Ignore for a moment that two years out of grad school I’m old enough to buy my own bed and shouldn’t ask my father to chip in on a mattress, so that he shows up with my mother, who looks like she’s stepped out of a photograph, and she tries to charm the salesman, something she was never good at, but it somehow works this time and he takes off 20 percent. Ignore for a moment that she is wearing an outfit I haven’t seen in eighteen years, not since Nigeria, when she was pregnant with my younger sister, though not yet showing, and fell down the concrete steps to our house, ripping the dress from hem to thigh. Ignore that she flits from bed to bed, bouncing on each one like she hasn’t sat on a mattress in a while, and the salesman follows her around like he’d like to crawl in with her. Ignore all this because my mother has been dead for eight years.

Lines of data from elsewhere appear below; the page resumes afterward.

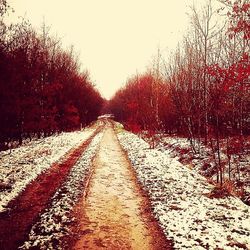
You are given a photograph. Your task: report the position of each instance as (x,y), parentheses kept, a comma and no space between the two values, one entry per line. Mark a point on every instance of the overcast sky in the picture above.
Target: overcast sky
(115,38)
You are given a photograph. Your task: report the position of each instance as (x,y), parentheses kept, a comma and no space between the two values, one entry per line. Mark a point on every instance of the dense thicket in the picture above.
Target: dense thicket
(42,90)
(203,91)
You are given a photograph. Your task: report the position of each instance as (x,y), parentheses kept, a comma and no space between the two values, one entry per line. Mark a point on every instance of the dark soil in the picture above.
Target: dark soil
(24,211)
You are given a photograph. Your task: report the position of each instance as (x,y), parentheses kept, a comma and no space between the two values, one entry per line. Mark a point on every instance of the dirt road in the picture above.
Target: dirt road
(115,213)
(24,211)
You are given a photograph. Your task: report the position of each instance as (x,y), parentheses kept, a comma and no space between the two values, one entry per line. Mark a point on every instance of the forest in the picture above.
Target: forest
(42,87)
(202,91)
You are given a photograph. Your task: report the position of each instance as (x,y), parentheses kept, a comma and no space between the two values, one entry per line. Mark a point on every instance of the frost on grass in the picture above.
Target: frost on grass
(24,164)
(179,201)
(53,224)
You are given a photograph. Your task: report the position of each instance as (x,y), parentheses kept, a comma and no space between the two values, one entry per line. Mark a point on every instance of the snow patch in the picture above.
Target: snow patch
(53,224)
(24,164)
(179,202)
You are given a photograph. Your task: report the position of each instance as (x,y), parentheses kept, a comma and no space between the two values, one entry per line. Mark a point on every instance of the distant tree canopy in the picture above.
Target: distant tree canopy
(202,92)
(204,88)
(42,90)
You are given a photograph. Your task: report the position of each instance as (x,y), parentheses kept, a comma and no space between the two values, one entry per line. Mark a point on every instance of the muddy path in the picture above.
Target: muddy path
(24,211)
(115,213)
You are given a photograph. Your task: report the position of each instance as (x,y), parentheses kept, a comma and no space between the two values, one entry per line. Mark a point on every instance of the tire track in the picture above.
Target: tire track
(26,208)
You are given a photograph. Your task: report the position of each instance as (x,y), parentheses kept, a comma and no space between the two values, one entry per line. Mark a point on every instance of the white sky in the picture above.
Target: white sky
(115,38)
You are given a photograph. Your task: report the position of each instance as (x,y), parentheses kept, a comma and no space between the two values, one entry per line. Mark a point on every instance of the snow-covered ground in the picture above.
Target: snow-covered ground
(204,162)
(23,164)
(179,201)
(52,226)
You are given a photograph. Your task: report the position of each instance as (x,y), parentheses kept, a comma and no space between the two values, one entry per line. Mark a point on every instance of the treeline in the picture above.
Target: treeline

My father avoids the look I give him and I’m glad there are beds around because I collapse onto one, unable to stand. When I grab my father’s wrist—I cannot at this juncture imagine touching her—he twists away from me. I follow him but he refuses to be cornered, so I walk up to my mother and ask, “What the hell are you doing here?”

The salesman looks at me like I kicked her and my mother looks pained, like I might as well have. But shock leaves very little room for guilt.

“Your daddy and I are buying you a bed, didn’t you say you wanted a bed?”

The gentle chiding is something I never thought I’d hear again and my knees almost buckle, but something about the casual way she’s correcting me, like she’s got any right, angers me.